В субботу 1 августа в Берлине состоялась крупная «антикоронавирусная демонстрация», участники которой требовали отмены правительственных мер по борьбе с инфекцией — в частности, обязательного ношения масок и соблюдения социальной дистанции. На акцию (организаторы которой заявили об 1,3 миллионе участников, правда, полиция насчитала около 20 тысяч) пришли самые разные люди, но среди них были и откровенные правые радикалы. Журналист и писатель Олаф Зундермайер, эксперт по экстремизму, отвечает на вопросы о том, как снова в немецком обществе было нарушено одно из главных послевоенных табу — не вставать в строй с ультраправыми, и что теперь с этим делать. Шесть вопросов и ответов — просто листайте.
1. На демонстрации знамена растаманов развевались рядом с имперскими военными флагами, которые обычно используют неонацисты. Кто же все-таки участвовал в этой демонстрации?
Главным организатором берлинской демонстрации выступил некий союз из Баден-Вюртемберга, именующий себя Querdenken 711. Эта организация представлена в разных городах, но главный ее центр расположен в Штутгарте. В нее входят в основном противники вакцинации, ковид-отрицатели, различные эзотерики из южной Германии. Несколько недель назад их демонстрации в Штутгарте собрали до 5 тысяч человек. Сейчас это уже целая сеть с городскими отделениями по всей Германии.

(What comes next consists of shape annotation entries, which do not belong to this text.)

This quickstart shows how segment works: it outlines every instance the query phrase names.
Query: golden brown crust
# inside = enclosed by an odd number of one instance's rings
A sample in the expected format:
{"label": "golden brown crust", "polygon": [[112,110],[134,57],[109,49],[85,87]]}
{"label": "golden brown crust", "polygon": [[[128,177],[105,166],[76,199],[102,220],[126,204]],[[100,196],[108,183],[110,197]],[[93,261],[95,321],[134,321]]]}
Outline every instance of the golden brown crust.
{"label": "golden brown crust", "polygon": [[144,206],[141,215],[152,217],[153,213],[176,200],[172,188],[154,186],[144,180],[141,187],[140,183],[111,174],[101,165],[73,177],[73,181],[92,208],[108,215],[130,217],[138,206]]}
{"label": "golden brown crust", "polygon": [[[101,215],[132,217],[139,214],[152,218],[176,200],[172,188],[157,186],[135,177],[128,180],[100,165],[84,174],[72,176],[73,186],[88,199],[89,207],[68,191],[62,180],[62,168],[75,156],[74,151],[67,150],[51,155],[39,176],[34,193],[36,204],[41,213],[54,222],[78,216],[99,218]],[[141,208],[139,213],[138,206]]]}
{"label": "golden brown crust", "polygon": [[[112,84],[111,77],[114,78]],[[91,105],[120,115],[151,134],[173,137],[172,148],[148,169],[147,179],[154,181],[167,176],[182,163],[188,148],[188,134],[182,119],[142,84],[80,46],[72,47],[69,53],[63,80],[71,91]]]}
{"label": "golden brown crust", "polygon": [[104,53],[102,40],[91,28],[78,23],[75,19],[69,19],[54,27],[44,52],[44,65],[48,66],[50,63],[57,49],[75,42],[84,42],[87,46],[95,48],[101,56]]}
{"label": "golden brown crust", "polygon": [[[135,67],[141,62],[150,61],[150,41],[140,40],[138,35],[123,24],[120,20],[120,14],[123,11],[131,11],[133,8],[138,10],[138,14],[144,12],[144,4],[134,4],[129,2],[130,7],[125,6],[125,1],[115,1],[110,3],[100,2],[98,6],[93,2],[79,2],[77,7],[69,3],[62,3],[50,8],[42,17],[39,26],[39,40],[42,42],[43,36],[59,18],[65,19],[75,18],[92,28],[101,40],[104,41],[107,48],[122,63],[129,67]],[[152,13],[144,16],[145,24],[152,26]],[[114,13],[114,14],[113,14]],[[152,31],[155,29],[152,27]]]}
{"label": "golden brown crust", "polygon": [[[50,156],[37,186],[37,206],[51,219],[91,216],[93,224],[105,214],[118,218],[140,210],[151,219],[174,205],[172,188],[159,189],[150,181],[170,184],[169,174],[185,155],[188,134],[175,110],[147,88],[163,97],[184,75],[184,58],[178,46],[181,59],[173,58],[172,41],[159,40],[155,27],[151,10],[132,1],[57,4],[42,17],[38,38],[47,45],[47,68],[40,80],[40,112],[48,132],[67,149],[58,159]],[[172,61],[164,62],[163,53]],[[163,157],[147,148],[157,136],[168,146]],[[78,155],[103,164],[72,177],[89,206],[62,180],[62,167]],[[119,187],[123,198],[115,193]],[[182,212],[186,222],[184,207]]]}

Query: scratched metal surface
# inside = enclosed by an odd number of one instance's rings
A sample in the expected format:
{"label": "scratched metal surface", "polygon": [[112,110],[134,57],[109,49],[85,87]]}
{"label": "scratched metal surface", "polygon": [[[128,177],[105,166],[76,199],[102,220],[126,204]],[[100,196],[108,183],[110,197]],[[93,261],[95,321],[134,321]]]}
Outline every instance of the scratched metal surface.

В Берлине они впервые объединились с теми, кто поддерживает движение PEGIDA. А это различные правые радикалы, а также рейхсбюргеры, сторонники «Альтернативы для Германии» (АдГ), приехавшие в Берлин в основном из восточногерманских земель: Саксонии, Бранденбурга, Мекленбурга — Передней Померании. В общей сложности на демонстрацию вышло около 20 тысяч человек. Объединяет их то, что они не верят в пандемию и критикуют антикризисные меры немецкого правительства. Но большинство пришедших все-таки не являются ни правыми экстремистами, ни рейхсбюргерами.
2. Очевидно, демонстрантов совершенно не смущал тот факт, что они маршируют по Берлину вместе с правыми радикалами. Почему?
Прежде всего необходимо совершенно четко отметить, что большинство людей, принявших участие в этой демонстрации, определенно понимали, кто идет с ними рядом, но действительно не видели в этом проблемы. У них есть общая цель, а проблематика правого экстремизма не в центре их внимания. Общая цель состоит в том, чтобы свергнуть этот «режим короны», выразить свое недовольство мерами, которые предпринимаются в борьбе с коронавирусом, и сомнения по поводу пандемии в целом. А то, что они идут в одном ряду с теми, кто отрицает Холокост, с правыми экстремистами, с рейхсбюргерами, — это их не смущает. Следующий сбор этого союза намечен на субботу в Штутгарте, и до сих пор ничто не предвещает какого-либо их размежевания с правыми радикалами.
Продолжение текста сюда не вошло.